Example 3: obtaining the notoginseng transcription regulation map by using the medicinal plant transcription regulation map prediction method based on the graph convolution network
Referring to the method for predicting the transcription regulation and control map of the medicinal plant as described in example 1, the transcription regulation and control map of notoginseng is predicted.

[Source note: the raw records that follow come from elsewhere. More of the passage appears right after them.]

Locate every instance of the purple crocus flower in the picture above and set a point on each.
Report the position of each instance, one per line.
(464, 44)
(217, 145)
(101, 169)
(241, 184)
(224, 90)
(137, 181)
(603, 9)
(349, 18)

The method comprises the steps of downloading pseudo-ginseng transcriptome sequencing samples from an SRA database of NCBI, wherein platform numbers are SRP045917, SRP082250, SRP082995, SRP091819, SRP100663, SRP105080, SRP316468, SRP151328, SRP293477 and SRP300593, finding a whole genus pedigree of a pseudo-ginseng genome from a Taxonom Browser database of NCBI, performing analogy search on near and distant species which have a transcription regulation relation with a plantatTFDB database, and selecting pseudo-ginseng near-source species as carrot, potato, spirulina, tomato, boea densita, sesame and eggplant. The obtained panax notoginseng transcription control map effect is shown in figure 7.
Example 4: pinellia ternata transcription regulation map obtained by using medicinal plant transcription regulation map prediction method based on graph convolution network
Referring to the method for predicting the transcription regulation map of medicinal plants described in example 1, the transcription regulation map of pinellia ternata was predicted. Downloading pinellia ternate transcriptome sequencing samples from an SRA database of NCBI, wherein platform numbers are SRP233223, SRP255725, SRP126709, SRP182920 and SRP215828, finding a whole genus pedigree of a pinellia ternate genome from a Taxonomy Browser database of NCBI, performing analogy search on species which have a transcription regulation and control relationship with a plantatTFDB database from near to far, and selecting pinellia ternate near-source species of corn, barley, sorghum, wheat, wild rice, leersia hexandra and Wularg map wheat. The final obtained pinellia ternata transcriptional control map effect is shown in figure 8.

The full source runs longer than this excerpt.